Trinity Sunday - Homily 3

 

Homily 3 - 2015

I find that I make sense of God as Trinity as I make sense of my personal life trajectory across the years. I started off as a little baby, as real and as human as my mother and father, but with absolutely no sense of who or what I was. Over time my awareness, my consciousness, began to develop, and I had some sense of who I was. But if were asked, Who are you? I would have had no answer, beyond, perhaps, my ability to give my name. But my name says nothing of who I am. It labels me, but it is not who I am. With more time, I become more conscious of my self. I am me, and I can say excitedly to mum, “Mummy, look at me!” – but I know little about this precious me. 

With more time, I begin to feel a bit anxious about this me, insecure in this world of unpredictable and powerful adults. And as I go to pre-school or kinder, I feel my peers as competitors or even threats to this me, and I embark on a process of trying to make myself someone. Instead of being my self, I try to become a self-made man; in the process, constantly judging myself and frantically trying to make myself better, certainly to look better, than who I vaguely feel I am. This process, this making myself the self-made man or woman, can go on right through adolescence and adulthood. I have an alternating love/hate relationship to my self-made self, and my true self slips easily off the radar… until the crunch comes, often about mid-life, with some trauma or unexpected moment of insight, and I have to face the truth. The possibility presents itself, perhaps for the first time, to discover my true self, and to unmask my false self. With the possibility comes the decision – to make peace at last with the me whom I discover or to keep up trying to strengthen the façade of the false me. If I choose to accept what is, with time, I can begin to love that true me, seeing there the unique image of God that I am and, what is equally [or perhaps more] wonderful, beginning to see everyone else as the other unique images of God that they are. That experience becomes progressively more wonderful and joyful! So over life, the trajectory can move from existence, to consciousness, to love, to joyful wonder.

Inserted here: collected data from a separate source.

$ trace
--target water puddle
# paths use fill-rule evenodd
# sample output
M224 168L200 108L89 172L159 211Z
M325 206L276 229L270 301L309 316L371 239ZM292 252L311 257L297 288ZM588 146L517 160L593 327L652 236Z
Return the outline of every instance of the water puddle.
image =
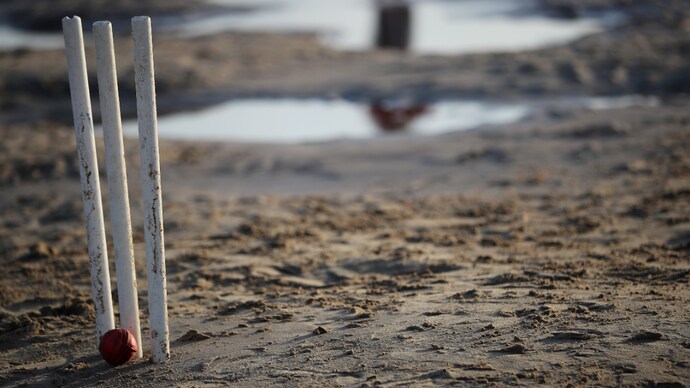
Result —
M0 24L0 51L58 49L65 47L62 34L22 31Z
M404 6L404 10L381 8L375 0L213 2L253 10L195 18L159 18L154 27L183 36L223 31L317 32L325 44L341 50L378 46L419 54L466 54L565 44L603 31L618 19L611 14L572 20L549 18L535 11L535 0L417 0ZM386 42L390 39L384 36L382 40L384 30L387 32L383 35L397 38ZM0 50L62 46L59 32L33 33L0 25Z
M405 47L399 48L414 53L466 54L565 44L603 31L616 19L610 14L573 20L549 18L534 12L533 0L420 0L411 2L406 11L392 12L379 8L373 0L214 2L259 7L253 12L217 15L187 23L181 31L190 36L228 30L317 31L324 43L336 49L369 50L381 46L376 43L380 43L377 36L382 28L397 35L409 35L404 39Z
M613 109L655 106L653 97L571 98L500 103L463 100L419 104L382 101L246 99L159 118L161 138L258 143L303 143L391 136L426 136L523 120L554 108ZM135 120L124 123L136 137Z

As Christians, we believe that we are all made in the image of God. We inherit, as it were, the DNA of God. So, like ourselves, we can view the mystery that is God as being, knowing, loving and rejoicing. Nine centuries ago, there was a theologian teaching at a university near Paris. His name was Richard, and the university was called St.Victoire. On one occasion he wrote: "To be truth, God must be one; to be love, God must be two; to be joy, God must be three.” Chew on that over the week!! The First Person is, and knows. The Second is the Self, known by the First - the consciousness, as it were, of God, or the self-revelation, or what St John called the Word. The First and Second Persons, recognizing their truth and beauty, love that one truth and beauty. But that love is something more, a shared love, an embrace, a dance; and from that ecstatic mutual embrace or dance of love comes an energetic, explosive, creative joy that is the Spirit of them both.

Our faith in Trinity calls us to know ourselves. It calls us to love the unique image of God that we discover reflected there in and as ourselves. It offers us the unbounded joy that fills us as we surrender to that never-stopping dance of love that is the life of God.